でも、嬉しさの中に微かな違和感を見つけた。
「先輩、なんだか……濡れてませんか?」
ぽつ、ぽつと顔に落ちてくる水滴。それは尋音先輩の毛先から伝わった雫で、見上げると先輩の髪はしっとりと濡れていた。いつもと同じ色だと思っていたけれど、近くでよく見れば少しだけ濃い色をしている。
「ああ、シャワー浴びてきたから」
「そんなの家に帰ってからで良いじゃないですか!」
「せっかく一緒にいるなら、嫌な気持ちにはさせたくないなぁ、と」
「いや、だから……って、さっきから何の話をしてるんですか?」
上手く噛み合わない会話を不思議に思ったのは、俺だけではないらしい。なぜなら、俺と同じように、香西も顔中に疑問符を浮かべていたからだ。今回も尋音語をわからない俺たちに、当人は至って真面目に答えてくれる。

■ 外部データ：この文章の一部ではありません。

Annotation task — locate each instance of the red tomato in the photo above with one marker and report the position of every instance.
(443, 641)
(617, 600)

「ミィちゃんは黒よりこの色の方が好きでしょ?だから戻してきた」
「なん……まさか。まさか俺の為、ですか?俺がそっちの色の方が好きだと思ったから、わざわざシャワー浴びて落としてきたんですか?」
「うん。今日はいつもよりミィちゃんの表情が暗かったから。あと、脈拍数も少なかったような気がして」
こくん、と頷いた先輩が今度は不思議顔になった。これには俺も香西も、お手上げだ。
突然の行動とその理由に呆れて手で顔を覆う俺たち2人に、尋音先輩が首を傾げる。尋音先輩に常識は通用しないのだと、改めて感じた。
「尋音。やっぱお前頭おかしいわ。判断基準が脈って……ついて行けそうにない」
尋音先輩に俺を奪われ、空いた手で香西が頭をかく。俺よりもさらに呆れ返っている香西に、先輩はやっと視線を向けた。
「香西。誰の許可があって、この子に触ってんの?」
「ポチに触るのに許可がいんのかよ……ああ、そういうことか。お前ら2人で抜け出す気か」
尋音先輩と軽く話した後、今度はにやにやとし始めた香西。その頭の中で考えているのは、きっと下世話で良くないことばかりだろう。
「なーるほど。柳、身体に巻くリボンは用意したか?」
「リボン?」
何のことだろうと考えてみるけれど、その答えを見つける前にフライングで返事がきた。
「あれやるんだろ?プレゼントは俺ってやつ」
……ほらな。色ボケゴリラの頭の中には、まともなモノなんて詰まってないんだ。